Highlights & Insights

  • "Free" Affinity: Reducing the cost of TAG's \(n\) extra forward/backward passes to zero by utilizing gradients naturally computed during standard MTL training is a concise and elegant approach.
  • Bias-Variance Complementarity: White-box methods offer low variance but high bias (linear averaging); data-driven methods offer low bias but high variance (unstable with small samples). Cascading them is a concrete realization of ensemble learning principles for MTL task scheduling.
  • Residual Learning Paradigm: Learning residuals is much easier than learning gains from scratch, which is the core reason for high supervision efficiency, mirroring the residual logic in ResNet and Boosting.
  • Domain Generalization: Effectiveness across four distinct domains—Vision (CelebA), Time Series (ETTm1), Molecular Classification (Chemical), and Traffic (Ridership)—demonstrates that the method does not rely on specific inductive biases.

Limitations & Future Work

  • Affinity score calculation still requires a full MTL training run; when task count \(n\) is very large, the cost remains significant compared to lightweight surrogate models.
  • Stage 2 residual regression uses multi-hot encoding, which may struggle with generalization as \(n\) grows excessively large; more structured task representations (e.g., GNNs) might be needed.
  • Current evaluations are limited to \(n \leq 10\); scalability to large-scale MTL scenarios with hundreds of tasks (e.g., in NLP) remains to be verified.
  • Task grouping assumes tasks can be grouped independently; scenarios with hard constraints (certain tasks must be grouped together) are not yet modeled.
  • vs. TAG (Fifty et al., 2021): TAG is the direct predecessor for the white-box component. ETAP uses a similar affinity formula but eliminates additional propagation overhead and compensates for TAG's linear estimation limits via the data-driven layer.
  • vs. MTGNet (Song et al., 2022): MTGNet uses self-attention Transformers for gain prediction, relying entirely on data. It is unstable with few training groups. ETAP's white-box prior addresses this deficiency.
  • vs.

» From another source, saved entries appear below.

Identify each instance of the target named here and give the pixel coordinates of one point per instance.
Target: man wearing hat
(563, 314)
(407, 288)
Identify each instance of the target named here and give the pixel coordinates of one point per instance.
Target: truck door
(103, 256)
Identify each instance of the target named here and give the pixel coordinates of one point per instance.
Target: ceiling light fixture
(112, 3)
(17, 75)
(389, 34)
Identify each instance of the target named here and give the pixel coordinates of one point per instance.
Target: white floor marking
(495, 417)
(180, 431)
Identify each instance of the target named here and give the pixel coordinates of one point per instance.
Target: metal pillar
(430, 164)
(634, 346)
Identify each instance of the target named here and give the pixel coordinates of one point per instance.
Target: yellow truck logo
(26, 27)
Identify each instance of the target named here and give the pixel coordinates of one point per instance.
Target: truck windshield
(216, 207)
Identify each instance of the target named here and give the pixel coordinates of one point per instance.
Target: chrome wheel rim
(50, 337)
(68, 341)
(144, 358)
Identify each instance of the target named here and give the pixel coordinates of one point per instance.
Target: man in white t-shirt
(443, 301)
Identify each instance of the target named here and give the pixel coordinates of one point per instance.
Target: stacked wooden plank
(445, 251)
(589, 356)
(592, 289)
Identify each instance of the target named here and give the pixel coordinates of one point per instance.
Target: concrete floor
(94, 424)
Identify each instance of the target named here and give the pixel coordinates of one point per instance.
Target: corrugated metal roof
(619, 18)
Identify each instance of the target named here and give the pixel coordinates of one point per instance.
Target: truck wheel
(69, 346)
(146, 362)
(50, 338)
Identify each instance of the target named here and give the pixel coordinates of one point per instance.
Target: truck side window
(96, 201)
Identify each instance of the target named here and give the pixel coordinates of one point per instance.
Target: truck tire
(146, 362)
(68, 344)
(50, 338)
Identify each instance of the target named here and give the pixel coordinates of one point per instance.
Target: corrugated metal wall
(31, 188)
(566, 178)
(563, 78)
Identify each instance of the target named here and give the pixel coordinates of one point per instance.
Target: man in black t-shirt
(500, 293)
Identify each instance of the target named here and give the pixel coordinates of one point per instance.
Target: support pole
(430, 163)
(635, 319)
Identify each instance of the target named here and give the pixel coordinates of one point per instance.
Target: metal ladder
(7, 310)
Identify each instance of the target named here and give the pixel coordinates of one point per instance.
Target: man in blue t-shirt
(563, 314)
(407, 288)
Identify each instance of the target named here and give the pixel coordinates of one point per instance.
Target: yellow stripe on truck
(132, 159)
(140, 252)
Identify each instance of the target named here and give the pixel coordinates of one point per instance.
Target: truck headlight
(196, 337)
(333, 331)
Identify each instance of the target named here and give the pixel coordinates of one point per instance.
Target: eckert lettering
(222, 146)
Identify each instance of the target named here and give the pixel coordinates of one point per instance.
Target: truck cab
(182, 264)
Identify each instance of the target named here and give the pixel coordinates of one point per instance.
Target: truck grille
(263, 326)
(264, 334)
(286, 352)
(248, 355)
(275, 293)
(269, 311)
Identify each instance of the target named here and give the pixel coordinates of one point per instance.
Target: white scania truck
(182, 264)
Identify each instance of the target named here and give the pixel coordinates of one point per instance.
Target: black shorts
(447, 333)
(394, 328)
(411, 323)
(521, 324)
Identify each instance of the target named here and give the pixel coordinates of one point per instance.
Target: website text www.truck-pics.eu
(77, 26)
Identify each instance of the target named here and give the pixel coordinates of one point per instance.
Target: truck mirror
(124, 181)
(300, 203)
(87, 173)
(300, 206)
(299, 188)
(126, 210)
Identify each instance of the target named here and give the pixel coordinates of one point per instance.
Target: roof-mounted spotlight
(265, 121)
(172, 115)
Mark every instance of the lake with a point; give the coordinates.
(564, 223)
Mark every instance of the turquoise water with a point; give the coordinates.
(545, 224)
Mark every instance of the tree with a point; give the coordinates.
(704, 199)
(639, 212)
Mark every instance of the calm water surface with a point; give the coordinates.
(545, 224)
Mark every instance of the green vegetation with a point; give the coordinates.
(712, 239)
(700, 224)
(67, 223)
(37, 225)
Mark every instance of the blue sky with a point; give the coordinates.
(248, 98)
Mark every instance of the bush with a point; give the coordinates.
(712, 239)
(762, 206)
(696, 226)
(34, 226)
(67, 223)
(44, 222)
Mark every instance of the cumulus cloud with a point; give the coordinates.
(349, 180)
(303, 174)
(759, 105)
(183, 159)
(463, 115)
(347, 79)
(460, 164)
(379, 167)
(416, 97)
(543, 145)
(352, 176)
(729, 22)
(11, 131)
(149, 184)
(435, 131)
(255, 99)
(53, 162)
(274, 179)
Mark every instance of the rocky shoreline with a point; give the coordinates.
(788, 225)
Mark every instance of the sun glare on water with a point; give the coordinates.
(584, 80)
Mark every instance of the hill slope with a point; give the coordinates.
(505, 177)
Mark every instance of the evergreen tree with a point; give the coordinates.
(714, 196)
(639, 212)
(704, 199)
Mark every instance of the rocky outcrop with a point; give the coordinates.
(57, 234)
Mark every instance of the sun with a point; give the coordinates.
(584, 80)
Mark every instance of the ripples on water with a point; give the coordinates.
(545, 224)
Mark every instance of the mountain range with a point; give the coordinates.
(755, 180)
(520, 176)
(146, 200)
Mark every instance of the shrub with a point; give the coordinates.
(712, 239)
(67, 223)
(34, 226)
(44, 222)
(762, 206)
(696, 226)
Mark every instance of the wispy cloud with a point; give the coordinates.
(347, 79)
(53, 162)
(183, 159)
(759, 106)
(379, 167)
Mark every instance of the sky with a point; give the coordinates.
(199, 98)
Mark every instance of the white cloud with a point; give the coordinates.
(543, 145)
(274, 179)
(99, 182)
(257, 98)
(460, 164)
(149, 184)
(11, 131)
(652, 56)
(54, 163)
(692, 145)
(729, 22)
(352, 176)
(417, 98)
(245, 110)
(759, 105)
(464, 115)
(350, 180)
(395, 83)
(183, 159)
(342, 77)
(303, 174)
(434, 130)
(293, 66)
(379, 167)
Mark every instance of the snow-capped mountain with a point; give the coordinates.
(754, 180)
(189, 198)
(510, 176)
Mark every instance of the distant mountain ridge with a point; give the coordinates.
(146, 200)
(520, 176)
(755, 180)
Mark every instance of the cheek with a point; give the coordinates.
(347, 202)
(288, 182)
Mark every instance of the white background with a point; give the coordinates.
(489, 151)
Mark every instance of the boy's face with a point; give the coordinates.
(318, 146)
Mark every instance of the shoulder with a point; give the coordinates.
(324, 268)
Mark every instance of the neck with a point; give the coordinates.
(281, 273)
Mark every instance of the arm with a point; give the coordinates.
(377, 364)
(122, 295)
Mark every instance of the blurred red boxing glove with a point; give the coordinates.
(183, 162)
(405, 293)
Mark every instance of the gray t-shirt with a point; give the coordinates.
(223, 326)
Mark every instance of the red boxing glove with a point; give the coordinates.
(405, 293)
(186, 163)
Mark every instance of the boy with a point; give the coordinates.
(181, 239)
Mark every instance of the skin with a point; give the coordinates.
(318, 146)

Linear Surrogate (Li et al., 2023): Under the same computational budget, ETAP improves F1 from 0.18 to 0.31 on ETTm1 and correlation from 0.49 to 0.57 on CelebA, proving the ensemble strategy is superior to pure linear surrogates.
  • Benefit: The "White-box Prior + Residual Data-driven" framework can be transferred to other scenarios requiring subset evaluation, such as surrogate predictors in Neural Architecture Search (NAS) or client contribution estimation in Federated Learning.

Rating

  • Novelty: ⭐⭐⭐⭐ Clear ensemble of white-box and data-driven methods; the zero-overhead derivation of affinity is interesting.
  • Experimental Thoroughness: ⭐⭐⭐⭐ Comprehensive coverage across four domains, multiple baselines, ablations, and data efficiency curves.
  • Writing Quality: ⭐⭐⭐⭐ Clear problem definition, rigorous formulas, and highly readable charts.
  • Value: ⭐⭐⭐⭐ Provides clear improvements to MTL task grouping, offering high engineering utility.